> Robin writes:
> > I can't follow your argument. Yes of course our preferences evolved to
> > be adaptive to our ancestors' environment. And if so then artificially
> > changing our actions, relative to those we prefer, would make us less
> > adaptive if we were still in our ancestors' environment.
> > But you seem to accept that our environment has changed greatly since
> > our preferences evolved.
The natural world has not changed much. But our intellectual and social
world has changed greatly. Perhaps enough that what we were evolved for
is simply inadequate to the world we now inhabit. And of course the
forces of technology and knowledge are accelerating us further from that
> But isn't it relevant that changing society's discount rates may be
> harmful?
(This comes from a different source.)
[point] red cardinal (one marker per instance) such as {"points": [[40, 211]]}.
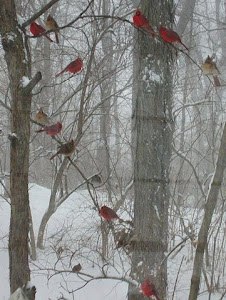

Or is that simply off topic for this paper?
> What if someone wrote a paper proposing to change prices. Let's lower
> the price of gasoline to 10 cents a gallon. That would improve social
> welfare because there are more consumers than producers. Is it reasonable
> to neglect the impact of that change on the supply of gasoline, and to
> look only at how this satisfies our preferences?
No, and mandatory unilateral manipulations of this kind are almost
always a bad idea. But a deeper appreciation of the changes of basic
assumptions and environment that are present and increasing might lead
to multilateral changes in the way we look at and run our economies and
in what we value. This of course will not happen overnight.